Helikopter für die Schweiz ist interessant. Da war man ja immer schon unbefangener gegenüber Anglizismen, deshalb ja auch die andere Fußballsprache mit Goalie etc.
NGram-Statisken werden übrigens immer leicht in die Retrorichtung verfälscht, weil auch Wiederveröffentlichungen mitgezählt werden.
Drehflügler sagt auch das Luftfahrtbundesamt, wurde ich belehrt.
@Matthias Heine — Grafik: Excel; das Problem ist eher, die Daten aus DeReKo rauszukriegen (und besonders hübsch ist sie nicht, im Nachhinein etwas unglücklich in der Darstellung).

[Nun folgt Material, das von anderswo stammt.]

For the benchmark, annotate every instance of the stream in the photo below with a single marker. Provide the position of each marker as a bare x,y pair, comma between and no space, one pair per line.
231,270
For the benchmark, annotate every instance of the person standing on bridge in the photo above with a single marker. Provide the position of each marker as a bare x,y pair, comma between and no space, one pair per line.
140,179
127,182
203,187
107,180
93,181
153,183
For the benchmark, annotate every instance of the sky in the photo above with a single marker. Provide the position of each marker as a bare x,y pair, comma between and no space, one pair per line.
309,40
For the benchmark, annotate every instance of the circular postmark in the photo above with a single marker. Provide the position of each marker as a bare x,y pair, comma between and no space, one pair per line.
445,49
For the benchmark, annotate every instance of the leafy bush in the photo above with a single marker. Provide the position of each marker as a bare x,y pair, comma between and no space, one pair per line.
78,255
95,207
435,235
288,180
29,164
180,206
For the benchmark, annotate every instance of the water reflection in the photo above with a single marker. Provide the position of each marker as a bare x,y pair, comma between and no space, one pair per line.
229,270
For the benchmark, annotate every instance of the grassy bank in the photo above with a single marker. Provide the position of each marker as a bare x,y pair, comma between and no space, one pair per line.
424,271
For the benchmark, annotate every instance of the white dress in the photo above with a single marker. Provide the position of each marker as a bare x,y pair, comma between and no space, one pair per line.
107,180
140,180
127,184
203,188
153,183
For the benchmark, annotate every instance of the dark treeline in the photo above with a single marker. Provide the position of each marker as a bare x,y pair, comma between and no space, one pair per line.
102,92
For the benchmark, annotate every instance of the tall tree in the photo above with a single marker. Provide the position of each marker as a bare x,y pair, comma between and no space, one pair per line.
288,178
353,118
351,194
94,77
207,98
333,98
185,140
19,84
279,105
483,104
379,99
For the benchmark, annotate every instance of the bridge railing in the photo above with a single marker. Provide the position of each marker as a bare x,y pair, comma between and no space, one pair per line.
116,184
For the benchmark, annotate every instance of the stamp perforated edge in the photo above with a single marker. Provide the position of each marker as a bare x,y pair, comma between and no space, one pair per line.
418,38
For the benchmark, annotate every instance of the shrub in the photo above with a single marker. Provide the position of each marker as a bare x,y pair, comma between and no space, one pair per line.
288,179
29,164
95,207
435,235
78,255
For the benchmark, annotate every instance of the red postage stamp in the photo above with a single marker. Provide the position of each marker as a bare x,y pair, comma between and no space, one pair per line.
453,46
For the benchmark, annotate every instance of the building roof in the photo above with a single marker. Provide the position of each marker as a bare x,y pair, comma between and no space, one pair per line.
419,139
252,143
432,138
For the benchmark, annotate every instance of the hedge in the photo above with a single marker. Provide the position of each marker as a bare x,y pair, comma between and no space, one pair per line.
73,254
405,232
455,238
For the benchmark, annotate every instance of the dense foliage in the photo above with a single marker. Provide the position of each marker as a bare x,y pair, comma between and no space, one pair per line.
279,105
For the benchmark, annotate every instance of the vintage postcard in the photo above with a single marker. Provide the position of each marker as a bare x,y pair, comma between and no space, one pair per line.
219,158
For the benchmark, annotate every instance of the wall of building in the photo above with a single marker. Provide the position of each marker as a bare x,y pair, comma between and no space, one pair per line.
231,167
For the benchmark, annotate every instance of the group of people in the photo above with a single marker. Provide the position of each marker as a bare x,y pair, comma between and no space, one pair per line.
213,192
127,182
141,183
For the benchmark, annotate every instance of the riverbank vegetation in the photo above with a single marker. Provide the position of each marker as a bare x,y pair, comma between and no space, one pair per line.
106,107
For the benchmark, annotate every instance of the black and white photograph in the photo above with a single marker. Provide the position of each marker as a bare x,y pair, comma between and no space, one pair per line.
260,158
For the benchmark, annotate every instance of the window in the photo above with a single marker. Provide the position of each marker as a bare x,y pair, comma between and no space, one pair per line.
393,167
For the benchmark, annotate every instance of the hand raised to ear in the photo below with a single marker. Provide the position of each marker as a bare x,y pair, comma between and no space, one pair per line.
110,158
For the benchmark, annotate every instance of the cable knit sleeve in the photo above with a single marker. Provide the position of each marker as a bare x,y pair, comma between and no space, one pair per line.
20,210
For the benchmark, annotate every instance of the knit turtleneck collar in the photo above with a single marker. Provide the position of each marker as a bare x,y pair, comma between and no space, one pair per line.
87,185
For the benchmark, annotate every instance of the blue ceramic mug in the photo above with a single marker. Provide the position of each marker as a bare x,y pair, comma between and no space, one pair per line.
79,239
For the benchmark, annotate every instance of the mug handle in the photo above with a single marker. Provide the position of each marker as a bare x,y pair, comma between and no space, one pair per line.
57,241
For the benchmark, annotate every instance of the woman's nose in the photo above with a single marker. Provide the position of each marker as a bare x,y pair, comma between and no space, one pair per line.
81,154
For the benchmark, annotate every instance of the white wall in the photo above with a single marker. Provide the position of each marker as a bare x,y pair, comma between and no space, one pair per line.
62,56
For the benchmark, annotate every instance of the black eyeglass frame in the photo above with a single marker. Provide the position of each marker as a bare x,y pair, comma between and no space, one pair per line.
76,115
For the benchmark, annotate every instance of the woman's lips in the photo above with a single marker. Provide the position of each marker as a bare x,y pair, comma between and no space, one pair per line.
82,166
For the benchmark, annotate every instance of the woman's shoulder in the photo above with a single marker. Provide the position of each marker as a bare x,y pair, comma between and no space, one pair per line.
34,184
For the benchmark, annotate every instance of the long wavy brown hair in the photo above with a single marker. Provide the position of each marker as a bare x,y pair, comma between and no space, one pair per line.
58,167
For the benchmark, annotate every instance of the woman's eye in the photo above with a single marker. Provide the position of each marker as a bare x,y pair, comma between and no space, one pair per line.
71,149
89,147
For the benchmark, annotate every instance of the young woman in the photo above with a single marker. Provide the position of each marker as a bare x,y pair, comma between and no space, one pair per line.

Ihren Befund mit Medienartikel teile ich. Wobei das vermutlich auch mit den zunehmend technischen Kontexten einher geht, über in den letzten zwei Jahrzehnten in den Medien berichtet werden, für welches Fluggerät also wie viel Geld ausgegeben wird. Aber ob die Journalisten das „wollen“, wenn sie sich für Helikopter entscheiden, ist eher eine unbeantwortete Frage (es ist letztlich eine Henne-und-Ei-Frage); natürlich entscheidet man sich für einen Begriff, aber nicht alles ist komplett willentlich. Wenn es stimmt, dass Helikopter eher für technische Kontexte verwendet wird (die Unterschiede sind aber natürlich nicht absolut und wirklich nur mit dem Abstand der Statistik messbar), dann muss es nicht unbedingt etwas mit ‚etwas ausdrücken, was mit dem deutschen Wort nicht gesagt werden kann‘ zu tun haben; es gibt einfach gewisse saliente Elemente im mentalen Konzept bei Helikopter, die bei Hubschrauber nicht so sehr im Vordergrund stehen.
(NGram: Ja, damit muss man grundsätzlich vorsichtig sein. Man kann das „Problem“ der Wiederveröffentlichung aber natürlich auch dahingehend interpretieren, dass ein Wort eben wieder „auf den Markt des Sprachgebrauchs geworfen wurde“. Korpuslinguistik ist immer auch eine Konzeptualisierungsfrage: von Sprache, Sprachgebrauch, Kultur — und dem „Spiegel“ derselben.)